Hace ya muchos años, entrado el siglo XIX, el escritor danés Hans Christian Andersen publicó un cuento breve al que tituló El traje nuevo del emperador y que, con el discurrir del tiempo, se simplificó en El rey desnudo. La moraleja del relato no era otra que algo así como que no tiene por qué ser verdad lo que todos piensan que lo es. Partiendo de la correspondiente dosis de picaresca, dos tipos de la época, a los que hoy en día podríamos comparar con Luis Medina y Alberto Luceño -o con Gerard Piqué y Luis Rubiales-, convencieron al emperador de ser capaces de confeccionar una tela invisible. Le cortaron un presunto traje con el que este desfiló por las abarrotadas calles de la ciudad. El vulgo, como antes hicieron sus asesores, alabó sin cesar la vestimenta del emperador. Hasta que un crío salió de entre la multitud y exclamó en su inocencia: “¡Pero si va desnudo!”. Aquel hombre acabó el desfile como si no hubiera escuchado nada, acaso con la dignidad que supuestamente le confería ostentar semejante cargo, metiéndose raudo y veloz en el interior de su palacio.
Aconteceres similares a estos han sido contemplados esta pasada Semana Santa por las calles de Murcia. Un cortejo religioso, en el que se integraban personajes públicos, políticos para más señas, mientras desde sillas, aceras, ventanales y balcones se aplaudía durante el recorrido a uno de ellos, como en el Viernes Santo suelen hacer los sevillanos, con el fervor que les provoca contemplarla desfilar, aupada por sus costaleros, la imagen barroca del Jesús del Gran Poder. Claro que el momento hay que inmortalizarlo y para eso están los asesores de turno, teléfono móvil en ristre, prestos a grabar con la cámara la escena. No faltaba la clá que, como antaño desde el palomar de los teatros, motivaba con sus sonoras palmadas al respetable. El ovacionado, una vez que recibía los parabienes, saludaba mano en pecho y con gestuales cabezadas, agradecido y emocionado por tal lisonja.
Esta escena, repetida durante varios días, ha enervado a más de uno porque se cree ver en ella una falta de respeto hacia la autoridad vigente y, lo que aún sería peor, hacia el fundamento místico que dispone en la calle el cortejo. Como en el caso de aquellos dos sastrecillos gualtrapas que Andersen refirió en su cuento y que hicieron ver al emperador lo que no existía, la política actual cuenta con tahúres que dicen ser expertos en lo que se da en llamar comunicación institucional, auténticos embaucadores capaces de poner a sus patrocinados ante el más completo de los ridículos.

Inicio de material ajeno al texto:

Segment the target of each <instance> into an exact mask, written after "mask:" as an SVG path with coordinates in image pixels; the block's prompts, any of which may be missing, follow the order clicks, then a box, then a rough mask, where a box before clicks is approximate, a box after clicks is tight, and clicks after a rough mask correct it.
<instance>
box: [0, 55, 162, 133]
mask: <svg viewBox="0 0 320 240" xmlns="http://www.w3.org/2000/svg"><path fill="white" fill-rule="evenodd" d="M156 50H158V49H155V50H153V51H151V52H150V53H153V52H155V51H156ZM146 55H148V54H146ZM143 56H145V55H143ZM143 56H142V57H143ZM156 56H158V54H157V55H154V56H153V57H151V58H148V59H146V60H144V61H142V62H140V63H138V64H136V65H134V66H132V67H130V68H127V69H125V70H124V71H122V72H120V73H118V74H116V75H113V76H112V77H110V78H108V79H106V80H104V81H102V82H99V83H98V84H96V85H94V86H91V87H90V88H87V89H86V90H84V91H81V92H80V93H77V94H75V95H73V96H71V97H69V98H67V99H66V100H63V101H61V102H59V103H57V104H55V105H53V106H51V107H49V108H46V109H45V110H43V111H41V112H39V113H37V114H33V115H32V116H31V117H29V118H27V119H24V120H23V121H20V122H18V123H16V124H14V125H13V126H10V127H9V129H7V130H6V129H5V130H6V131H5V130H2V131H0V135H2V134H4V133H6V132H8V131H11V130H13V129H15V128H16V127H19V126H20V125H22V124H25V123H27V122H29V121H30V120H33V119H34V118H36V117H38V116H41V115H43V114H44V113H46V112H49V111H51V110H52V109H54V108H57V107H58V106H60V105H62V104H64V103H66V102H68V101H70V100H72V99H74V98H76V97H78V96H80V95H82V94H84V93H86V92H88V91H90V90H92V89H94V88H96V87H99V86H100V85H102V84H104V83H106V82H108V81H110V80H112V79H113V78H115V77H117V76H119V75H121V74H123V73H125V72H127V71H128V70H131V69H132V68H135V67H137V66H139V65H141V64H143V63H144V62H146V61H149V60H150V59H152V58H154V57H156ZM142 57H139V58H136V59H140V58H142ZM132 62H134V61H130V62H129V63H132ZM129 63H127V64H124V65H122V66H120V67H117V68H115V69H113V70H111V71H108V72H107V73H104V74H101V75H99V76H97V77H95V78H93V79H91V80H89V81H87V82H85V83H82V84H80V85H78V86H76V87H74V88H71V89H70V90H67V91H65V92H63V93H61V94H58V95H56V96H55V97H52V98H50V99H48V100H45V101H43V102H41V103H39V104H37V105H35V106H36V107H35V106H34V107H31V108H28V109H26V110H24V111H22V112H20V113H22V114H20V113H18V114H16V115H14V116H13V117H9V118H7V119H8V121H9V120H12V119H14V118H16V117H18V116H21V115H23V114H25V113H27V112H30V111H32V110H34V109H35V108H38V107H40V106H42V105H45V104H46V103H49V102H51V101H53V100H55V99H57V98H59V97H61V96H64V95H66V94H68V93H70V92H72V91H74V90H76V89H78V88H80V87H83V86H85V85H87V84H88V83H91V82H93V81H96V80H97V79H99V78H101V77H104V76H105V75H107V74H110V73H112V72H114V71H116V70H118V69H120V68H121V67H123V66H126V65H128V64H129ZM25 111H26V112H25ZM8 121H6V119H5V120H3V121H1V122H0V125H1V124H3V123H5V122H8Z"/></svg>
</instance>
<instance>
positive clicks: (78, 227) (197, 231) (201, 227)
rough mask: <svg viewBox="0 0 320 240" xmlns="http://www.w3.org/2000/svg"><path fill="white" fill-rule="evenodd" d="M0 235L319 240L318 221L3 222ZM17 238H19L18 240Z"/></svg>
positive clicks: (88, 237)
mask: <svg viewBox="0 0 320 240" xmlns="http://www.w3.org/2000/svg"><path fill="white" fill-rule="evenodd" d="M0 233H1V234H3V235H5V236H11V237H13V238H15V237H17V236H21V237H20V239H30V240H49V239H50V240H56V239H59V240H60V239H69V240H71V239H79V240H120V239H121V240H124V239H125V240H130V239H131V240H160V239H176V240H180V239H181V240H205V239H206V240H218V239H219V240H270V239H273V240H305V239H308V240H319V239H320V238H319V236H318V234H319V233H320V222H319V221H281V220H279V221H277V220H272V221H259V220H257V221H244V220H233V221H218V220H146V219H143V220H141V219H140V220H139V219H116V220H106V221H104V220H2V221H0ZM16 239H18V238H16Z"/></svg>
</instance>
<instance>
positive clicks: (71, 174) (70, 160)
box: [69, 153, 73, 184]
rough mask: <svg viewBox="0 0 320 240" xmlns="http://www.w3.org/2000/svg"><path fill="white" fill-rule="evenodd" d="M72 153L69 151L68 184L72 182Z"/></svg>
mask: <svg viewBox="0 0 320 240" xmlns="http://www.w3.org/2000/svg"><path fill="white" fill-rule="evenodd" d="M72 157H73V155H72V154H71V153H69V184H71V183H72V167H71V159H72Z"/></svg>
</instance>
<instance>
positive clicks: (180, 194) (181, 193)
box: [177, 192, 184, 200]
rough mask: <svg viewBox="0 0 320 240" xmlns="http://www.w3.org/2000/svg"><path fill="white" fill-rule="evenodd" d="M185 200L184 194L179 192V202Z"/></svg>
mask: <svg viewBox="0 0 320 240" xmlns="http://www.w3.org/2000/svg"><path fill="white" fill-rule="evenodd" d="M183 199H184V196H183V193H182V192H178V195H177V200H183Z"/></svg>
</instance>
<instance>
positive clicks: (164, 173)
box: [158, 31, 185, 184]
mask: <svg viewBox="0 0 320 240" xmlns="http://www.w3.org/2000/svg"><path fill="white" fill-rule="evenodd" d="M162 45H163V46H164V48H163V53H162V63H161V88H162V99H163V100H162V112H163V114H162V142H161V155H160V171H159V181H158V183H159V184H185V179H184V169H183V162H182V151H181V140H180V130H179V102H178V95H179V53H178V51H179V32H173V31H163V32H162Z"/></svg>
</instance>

Son gente con tiempo de sobra para discursear -y hasta doctorarse- en su intento por mejorar este mundo. Aunque nadan mar adentro, no tienen espíritu de salmón a la hora de hacerlo a contracorriente y saben ponerse a buen recaudo cuando las cosas vienen mal dadas. Pero vuelven a salir del letargo una vez que retorna el sol que más calienta. Entre tanto, imparten sus tácticas y estrategias para demostrar que están ahí por algo, no por simple arrimo y peloteo. Se sienten fundamentales en el engranaje, siendo capaces de convencer al interesado de que sin él, otra vez en el púlpito, lo que llegara sería el caos. O tú o nada, que cantaba Pablo Abraira. Es decir: no nos dejes, no vaya a ser que el que venga traiga gente e ideas nuevas y nos dé pasaporte.
Hay una novela de Patricia Highsmith llevada al cine, El talento de Mr. Ripley, que describe, en parte, a este tipo de especímenes. Para el caso, por su pasión, llamémosle Míster Branding. Lo que pasa es que, para su ventura o desventura, si al final el nuevo césar designara otra vez al tribuno, este volverá por donde solía. En esta ocasión no en solitario, sino en compañía de otros, como ocurriera antes del descabalgamiento de hace poco más de un año. Aunque, esta vez, el tosco acompañamiento que se presume, y que está de camino, case poco con el talante de moderación, diálogo y sensatez del que tanto se alardea. Difícil toro para una tarde de ventisca.